Sunday, 29 November 2009


This was the scene in my kitchen yesterday as our preparations for Advent kicked off, an annual ritual of making Advent wreaths, both for church and home. I love the season of Advent, as a counterpoint to all I dislike in the commercial frenzy of Christmas. Advent is about waiting, being mindful, preparation of heart. For me, it is the challenge to be still; a direct challenge to our culture and its' prevailing beliefs. I know my children are thinking about presents and Father Christmas, and of course who can deny their pleasure in this? But Advent is the chance to open their hearts to the greater, deeper story; the coming of Christ and His light and life. So, we'll enjoy the gnomes and other silly things, but I hope we'll take some moments each day to stop on our journey.

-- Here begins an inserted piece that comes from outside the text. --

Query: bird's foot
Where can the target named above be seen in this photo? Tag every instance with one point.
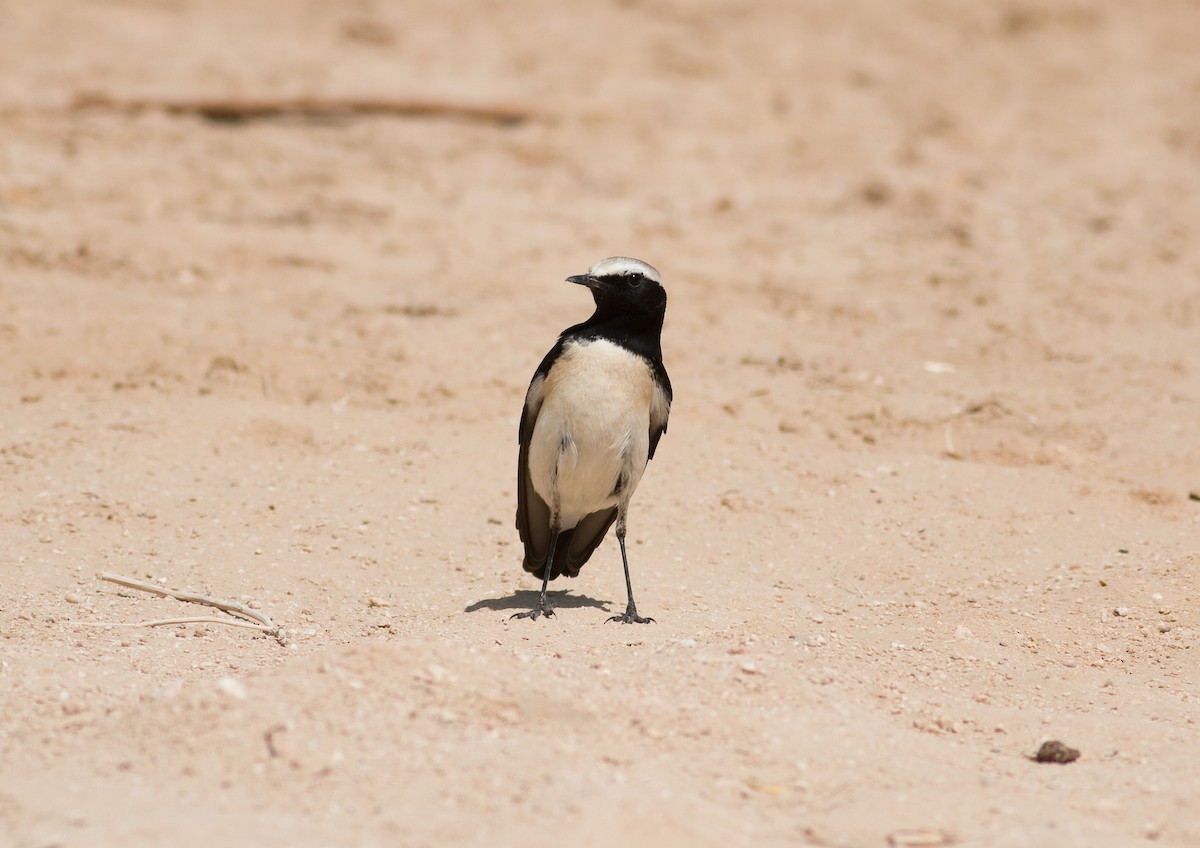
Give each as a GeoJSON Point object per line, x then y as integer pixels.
{"type": "Point", "coordinates": [630, 617]}
{"type": "Point", "coordinates": [543, 608]}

As well as the Advent wreath, this year we are trying something new (to us). We have discovered the idea of making a Jesse Tree. We're starting simply, using some bare branches, and readings from here, where you can also download some ideas for ornamnents. We'll see how time allows but I would love to make a set of durable wooden or fabric ornaments. Maybe that's something to do as a long term project - after all, I'm trying to get away from  being too busy!

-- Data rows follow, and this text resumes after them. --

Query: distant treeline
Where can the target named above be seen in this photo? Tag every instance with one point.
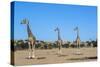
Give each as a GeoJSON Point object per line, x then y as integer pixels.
{"type": "Point", "coordinates": [23, 44]}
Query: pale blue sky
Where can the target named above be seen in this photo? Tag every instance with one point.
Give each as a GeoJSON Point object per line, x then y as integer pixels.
{"type": "Point", "coordinates": [44, 18]}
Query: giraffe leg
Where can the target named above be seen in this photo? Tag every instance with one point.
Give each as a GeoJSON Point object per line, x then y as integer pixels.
{"type": "Point", "coordinates": [33, 50]}
{"type": "Point", "coordinates": [29, 44]}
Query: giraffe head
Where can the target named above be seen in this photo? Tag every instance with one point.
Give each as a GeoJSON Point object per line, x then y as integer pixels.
{"type": "Point", "coordinates": [25, 21]}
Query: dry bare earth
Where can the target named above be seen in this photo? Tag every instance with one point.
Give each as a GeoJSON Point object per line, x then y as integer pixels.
{"type": "Point", "coordinates": [50, 56]}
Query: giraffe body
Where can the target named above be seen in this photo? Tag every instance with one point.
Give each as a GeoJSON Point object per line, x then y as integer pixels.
{"type": "Point", "coordinates": [31, 39]}
{"type": "Point", "coordinates": [59, 41]}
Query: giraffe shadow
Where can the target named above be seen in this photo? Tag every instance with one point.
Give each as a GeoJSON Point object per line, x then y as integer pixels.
{"type": "Point", "coordinates": [41, 58]}
{"type": "Point", "coordinates": [62, 55]}
{"type": "Point", "coordinates": [36, 58]}
{"type": "Point", "coordinates": [29, 58]}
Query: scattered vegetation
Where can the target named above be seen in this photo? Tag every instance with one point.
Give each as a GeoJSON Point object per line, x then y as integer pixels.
{"type": "Point", "coordinates": [23, 44]}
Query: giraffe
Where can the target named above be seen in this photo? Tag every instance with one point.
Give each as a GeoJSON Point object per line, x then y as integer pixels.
{"type": "Point", "coordinates": [31, 39]}
{"type": "Point", "coordinates": [59, 41]}
{"type": "Point", "coordinates": [77, 38]}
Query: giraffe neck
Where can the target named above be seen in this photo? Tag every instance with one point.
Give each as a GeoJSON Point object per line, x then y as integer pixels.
{"type": "Point", "coordinates": [59, 38]}
{"type": "Point", "coordinates": [30, 35]}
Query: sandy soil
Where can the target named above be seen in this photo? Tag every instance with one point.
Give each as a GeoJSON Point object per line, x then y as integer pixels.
{"type": "Point", "coordinates": [50, 56]}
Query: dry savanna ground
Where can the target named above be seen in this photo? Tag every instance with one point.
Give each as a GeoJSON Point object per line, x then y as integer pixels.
{"type": "Point", "coordinates": [50, 56]}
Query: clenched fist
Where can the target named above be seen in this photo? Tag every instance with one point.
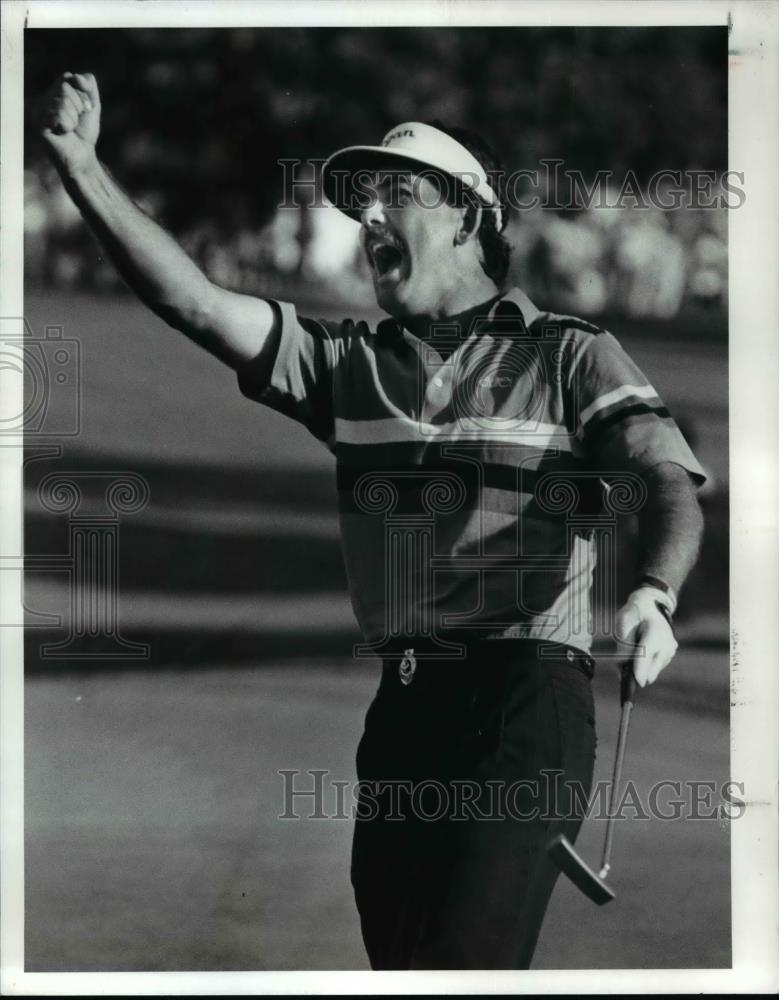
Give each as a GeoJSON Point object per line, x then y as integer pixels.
{"type": "Point", "coordinates": [70, 121]}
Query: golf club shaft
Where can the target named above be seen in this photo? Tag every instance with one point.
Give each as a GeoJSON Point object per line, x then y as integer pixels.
{"type": "Point", "coordinates": [627, 689]}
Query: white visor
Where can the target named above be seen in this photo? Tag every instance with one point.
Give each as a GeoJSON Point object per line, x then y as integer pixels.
{"type": "Point", "coordinates": [413, 144]}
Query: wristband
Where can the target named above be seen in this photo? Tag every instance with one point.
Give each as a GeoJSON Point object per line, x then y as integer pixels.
{"type": "Point", "coordinates": [657, 584]}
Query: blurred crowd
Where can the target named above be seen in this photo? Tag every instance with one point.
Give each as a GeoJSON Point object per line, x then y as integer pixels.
{"type": "Point", "coordinates": [638, 262]}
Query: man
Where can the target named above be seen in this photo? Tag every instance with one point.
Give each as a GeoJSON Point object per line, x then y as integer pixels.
{"type": "Point", "coordinates": [479, 443]}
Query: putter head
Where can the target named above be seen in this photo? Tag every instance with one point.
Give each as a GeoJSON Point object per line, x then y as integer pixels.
{"type": "Point", "coordinates": [583, 877]}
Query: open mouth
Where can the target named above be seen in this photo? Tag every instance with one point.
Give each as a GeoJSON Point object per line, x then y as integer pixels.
{"type": "Point", "coordinates": [386, 257]}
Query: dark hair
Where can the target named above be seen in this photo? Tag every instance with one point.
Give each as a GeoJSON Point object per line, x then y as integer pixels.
{"type": "Point", "coordinates": [495, 248]}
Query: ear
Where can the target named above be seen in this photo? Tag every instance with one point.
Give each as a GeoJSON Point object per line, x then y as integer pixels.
{"type": "Point", "coordinates": [470, 220]}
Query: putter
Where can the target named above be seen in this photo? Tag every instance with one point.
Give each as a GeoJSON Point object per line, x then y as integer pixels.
{"type": "Point", "coordinates": [560, 850]}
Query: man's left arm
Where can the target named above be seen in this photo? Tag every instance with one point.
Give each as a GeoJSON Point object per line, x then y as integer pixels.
{"type": "Point", "coordinates": [670, 530]}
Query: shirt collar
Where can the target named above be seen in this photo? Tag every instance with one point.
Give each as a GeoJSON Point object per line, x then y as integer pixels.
{"type": "Point", "coordinates": [513, 301]}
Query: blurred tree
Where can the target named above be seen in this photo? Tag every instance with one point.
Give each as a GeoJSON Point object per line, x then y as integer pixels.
{"type": "Point", "coordinates": [200, 116]}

To go along with that I have discovered this wonderful book, which we have started reading today. It looks like it will be really good, with a tiny chapter for each day. It is the story of a carpenter carving a Jesse Tree and his conversations with a young boy.

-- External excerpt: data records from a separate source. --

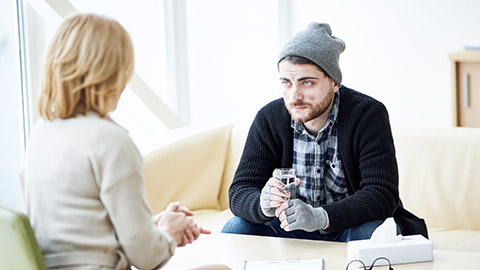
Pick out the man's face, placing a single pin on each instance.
(307, 91)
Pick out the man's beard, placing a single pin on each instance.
(314, 110)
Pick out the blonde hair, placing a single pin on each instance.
(87, 65)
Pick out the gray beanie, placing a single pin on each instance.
(317, 44)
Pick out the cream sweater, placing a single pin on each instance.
(85, 196)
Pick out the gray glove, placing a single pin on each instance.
(265, 201)
(302, 216)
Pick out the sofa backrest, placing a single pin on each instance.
(439, 170)
(234, 153)
(188, 170)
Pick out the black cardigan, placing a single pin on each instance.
(366, 149)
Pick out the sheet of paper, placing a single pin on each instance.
(316, 264)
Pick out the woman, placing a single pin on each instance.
(82, 179)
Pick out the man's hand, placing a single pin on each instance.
(272, 196)
(302, 216)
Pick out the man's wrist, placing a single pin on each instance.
(324, 216)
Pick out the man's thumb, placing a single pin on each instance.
(297, 181)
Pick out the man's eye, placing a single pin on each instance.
(307, 83)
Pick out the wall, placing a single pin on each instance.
(397, 51)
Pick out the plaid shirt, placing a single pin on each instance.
(318, 163)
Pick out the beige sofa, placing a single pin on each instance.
(439, 172)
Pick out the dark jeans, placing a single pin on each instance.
(241, 226)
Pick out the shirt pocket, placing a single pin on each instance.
(335, 176)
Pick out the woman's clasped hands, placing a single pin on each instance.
(176, 221)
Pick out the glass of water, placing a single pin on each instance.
(286, 176)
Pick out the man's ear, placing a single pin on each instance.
(335, 86)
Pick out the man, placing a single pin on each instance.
(338, 140)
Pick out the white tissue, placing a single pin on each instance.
(386, 232)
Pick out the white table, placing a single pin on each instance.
(233, 249)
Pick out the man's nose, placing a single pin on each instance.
(296, 93)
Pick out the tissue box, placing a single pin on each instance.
(409, 249)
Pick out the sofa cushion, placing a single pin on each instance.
(439, 175)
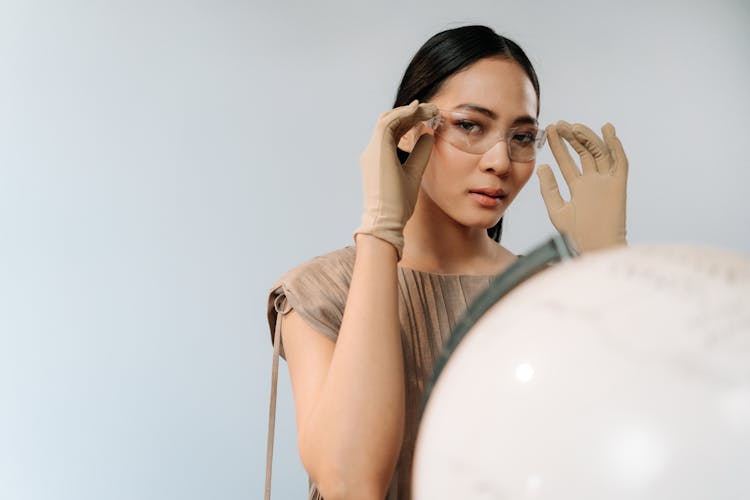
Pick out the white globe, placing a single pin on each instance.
(617, 375)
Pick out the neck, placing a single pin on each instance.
(435, 242)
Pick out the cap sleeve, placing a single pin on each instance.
(317, 290)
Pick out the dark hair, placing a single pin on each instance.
(449, 52)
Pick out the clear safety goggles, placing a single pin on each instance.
(476, 133)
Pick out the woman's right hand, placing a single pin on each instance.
(390, 188)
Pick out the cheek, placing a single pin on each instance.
(446, 171)
(523, 173)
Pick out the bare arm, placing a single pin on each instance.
(350, 413)
(350, 397)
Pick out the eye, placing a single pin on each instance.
(468, 127)
(524, 138)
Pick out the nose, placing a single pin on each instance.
(496, 160)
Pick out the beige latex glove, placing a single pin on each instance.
(389, 188)
(594, 217)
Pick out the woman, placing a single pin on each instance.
(362, 326)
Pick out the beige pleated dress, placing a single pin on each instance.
(430, 305)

Other reads for Advent...One I have been reading for a few years now, and really love - it is a children's book, but I do still enjoy this story about a magical Advent Calendar that leads a small girl back through time.

And, more a challenging read, but again has become well loved over quite a few years, is this collection of writings. It includes authors such as Bonhoeffer, Annie Dillard, C.S. Lewis, Henri Nouwen, and is a mix of prose, poetry and meditation.

Tonight I'm tired, but outside a light covering of snow has fallen, the moon is almost full and stars shine brightly in the deep blue of a winter sky. A beautiful stillness covers everything, and I'm trying to take it all into my heart. Happy Advent.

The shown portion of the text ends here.